3 · Unified models, model–environment interaction, and the value of multimodal unification

If we return again to the model–environment formalization in Eq. (1) and Eq. (2), the third theme becomes more natural. The importance of unified models does not lie merely in placing multiple modalities within a single parameterized network, but in changing the structure of the environment in which the model learns. In the real world, observations, transitions, and feedback are usually not generated independently across modalities; rather, they are often jointly determined by a shared latent state. A more general learning system therefore requires not a set of isolated modality interfaces placed side by side, but unified representations that can enter the same interaction state and share the same dynamical constraints.

This is closely related to two broader views of intelligence. One influential view understands intelligence as a collection of skills across tasks (Chollet, 2019). Under this view, a system becomes more capable because it can solve problems across more domains and under more diverse forms of supervision and interaction. The recent development of large language models partly reflects this tendency. A representative example is the progress of code agents that can operate within command-line environments. In such environments, the observation space, action space, and feedback mechanism are unusually well aligned with discrete symbolic representations. Interaction trajectories are easy to record, and correctness is often straightforward to verify, so these environments provide dense and precise learning signals.

Another view, closer to the world-model perspective, holds that intelligence consists in acquiring an internal model of the structure and dynamics of the world. Recent work on world models (Tu et al., 2025) moves in this direction by seeking to learn richer environmental dynamics, thereby supporting stronger generalization and more realistic interaction. From this perspective, the question is not only how many tasks a model can solve, but whether it learns in an environment whose structure is rich enough to induce the right abstractions. The environment therefore becomes central: a model can only internalize the regularities that are actually present in the observations, transitions, and feedback it encounters.

This can also be written more formally. Let the observation at step \(t\) be multimodal,

\[ o_t = \big(o_t^{(1)},\, o_t^{(2)},\, \dots,\, o_t^{(M)}\big), \qquad o_t^{(m)} \in \mathcal{O}^{(m)}, \tag{7} \]

and suppose there exists a joint latent state

\[ z_t = \Phi\!\left(o_t^{(1)},\, \dots,\, o_t^{(M)}\right), \tag{8} \]

such that feedback and transition depend primarily on this joint state rather than on marginal factorizations over modalities:

\[ \xi_t,\, \omega_{t+1} \;\sim\; p\!\left(\xi_t,\, \omega_{t+1} \mid z_t,\, a_t\right). \tag{9} \]

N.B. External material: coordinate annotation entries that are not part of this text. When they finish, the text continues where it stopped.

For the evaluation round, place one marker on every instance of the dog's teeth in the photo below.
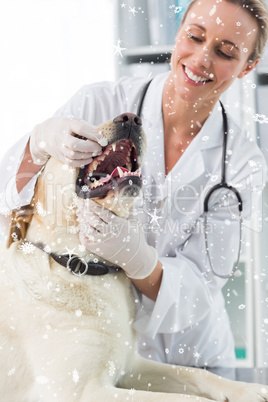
(120, 172)
(93, 165)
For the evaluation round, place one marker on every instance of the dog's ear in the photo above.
(19, 222)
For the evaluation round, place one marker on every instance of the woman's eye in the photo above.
(195, 38)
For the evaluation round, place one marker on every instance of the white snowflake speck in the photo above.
(41, 379)
(40, 210)
(75, 376)
(11, 371)
(27, 247)
(78, 313)
(111, 368)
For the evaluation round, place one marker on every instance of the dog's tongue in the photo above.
(118, 172)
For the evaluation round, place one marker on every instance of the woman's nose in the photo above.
(203, 57)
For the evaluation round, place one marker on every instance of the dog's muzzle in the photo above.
(118, 166)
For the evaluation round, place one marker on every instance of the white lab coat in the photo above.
(187, 324)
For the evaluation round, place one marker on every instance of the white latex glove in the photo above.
(55, 137)
(118, 240)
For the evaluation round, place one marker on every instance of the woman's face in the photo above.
(212, 49)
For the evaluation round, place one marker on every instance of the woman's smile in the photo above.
(195, 78)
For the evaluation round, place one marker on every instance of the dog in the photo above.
(66, 316)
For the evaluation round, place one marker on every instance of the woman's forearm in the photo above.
(27, 169)
(150, 285)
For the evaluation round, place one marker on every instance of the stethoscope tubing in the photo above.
(222, 184)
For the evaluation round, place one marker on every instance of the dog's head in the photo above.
(112, 179)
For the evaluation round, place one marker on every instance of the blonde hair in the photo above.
(258, 10)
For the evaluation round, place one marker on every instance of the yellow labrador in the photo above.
(65, 323)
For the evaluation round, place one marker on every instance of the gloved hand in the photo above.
(55, 137)
(118, 240)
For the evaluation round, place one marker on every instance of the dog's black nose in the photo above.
(128, 118)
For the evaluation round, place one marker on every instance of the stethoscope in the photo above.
(222, 185)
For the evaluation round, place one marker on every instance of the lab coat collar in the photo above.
(194, 158)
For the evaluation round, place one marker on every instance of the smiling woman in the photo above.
(50, 48)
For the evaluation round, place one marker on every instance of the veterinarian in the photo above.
(180, 256)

If the true environmental dynamics satisfy

\[ p\!\left(\xi_t,\, \omega_{t+1} \mid o_t,\, a_t\right) \;\neq\; \prod_{m=1}^{M} p_m\!\left(\xi_t^{(m)},\, \omega_{t+1}^{(m)} \mid o_t^{(m)},\, a_t^{(m)}\right), \tag{10} \]

then the learning problem is structurally non-separable across modalities. In such a case, treating each modality as an independent channel and only combining them superficially is generally insufficient. The theoretical significance of unified models lies precisely in the fact that the environment itself is non-separable in the sense of Eq. (10): the regularities that determine useful feedback are joint regularities rather than regularities defined on the marginal distribution of each modality.

This clarifies why multimodal unification is not merely an engineering convenience. Its purpose is not simply to process multiple data types with one backbone, but to allow the model to learn in an environment whose observation, transition, and supervision structure more faithfully reflects the coupled regularities of the real world. In such an environment, both inputs and outputs may be multimodal; useful feedback may depend on how different modalities constrain each other jointly; and the learned internal state should ideally reflect these joint constraints.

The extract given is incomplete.